Facts of the Case: In this case, a defamation lawsuit was filed against the editor of a weekly newspaper on the original side of the High Court. During the trial, one of the witnesses requested that the court prohibit the publication of his evidence in the press, as his business would be affected. Following this, the trial judge passed an oral order prohibiting the publication of the witness’s evidence. A reporter from the weekly, along with other journalists, filed a petition under Article 32 challenging the order’s validity.
Issues: The issues that arose in this case were:
1. Whether the High Court had the inherent power to pass the order.

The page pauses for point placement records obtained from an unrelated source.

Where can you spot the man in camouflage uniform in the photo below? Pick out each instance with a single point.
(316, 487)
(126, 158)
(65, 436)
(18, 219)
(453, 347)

2. Whether the impugned order violated the fundamental rights of the petitioners under Article 19(1)(a).
3. Whether the order was amenable to the writ jurisdiction of the Supreme Court under Article 32.
Contention of Both Parties: The petitioner contends that while fundamental rights in India are not absolute, reasonable restrictions can be imposed under Article 19(2) to (6) of the Constitution. The petitioner argues that the power to ban the publication of faithful reports on legislative proceedings is unclear for Indian legislatures and courts. He asserts that the court’s imposed restrictions, allegedly unjustified under Article 19(2), exceed jurisdiction. The petitioner emphasizes the broad scope of Article 32, asserting citizens’ right to move to the Supreme Court against legislative and executive bodies for constitutional remedies when fundamental rights are violated. The respondent justifies the court’s judgment, citing protection of witnesses and parties’ rights under Article
19(2). He argues that the scope of Article 32 is not as wide as the petitioner claims, referencing Article 12’s definition of “The State,” which excludes the judiciary. The respondent contends that protection under Articles 20, 21, and 22 applies only against the legislature and executive, not the judiciary, and Article 32(1) cannot be enforced against individual citizens.

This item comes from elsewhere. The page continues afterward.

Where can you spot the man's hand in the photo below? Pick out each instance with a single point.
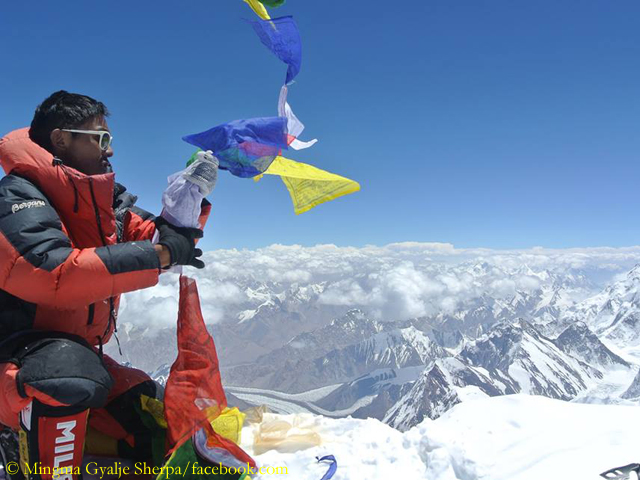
(203, 172)
(178, 244)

Judgement: The court held that the impugned order was within the inherent power of the High Court. The court justified this decision by stating that the order was passed to prevent the publication of the witness’s evidence during the trial and not after it. The order was deemed necessary for the administration of justice to obtain true evidence in the case.
The court further stated that the High Court has inherent jurisdiction to hold a trial in camera if the ends of justice clearly and necessarily require such a course. Section 151 of the Code of Civil Procedure saves the inherent power of the High Court to make such orders as may be necessary for the ends of justice or to prevent abuse of the process of the court.
However, Justice Hidayatullah dissented, arguing that a court holding a public trial cannot suppress the publication of a witness’s deposition on the witness’s request that his business will suffer. He stated that Section 151 of the Code of Civil Procedure cannot be used to confer a discretion on the court to turn its proceedings, which should be open and public, into a private affair.
Law Used in the Case: The court relied on the Practice and Procedure Act, the Inherent jurisdiction of the High Court, the power to stop the publication of proceedings of a trial, and the order if it violates the fundamental right under Article 19(1)(a). The court also considered whether the order was amenable to proceedings under Article 32 of the Constitution. Conclusion: In conclusion, the court held that the order preventing the publication of the witness’s evidence during the trial was within the inherent power of the High Court. However, the court also acknowledged that the power should be exercised judiciously, and not to suppress the publication of proceedings of a trial, unless there is a strong case for doing so. The court also affirmed the fundamental rights of the petitioners and stated that the order did not contravene these rights.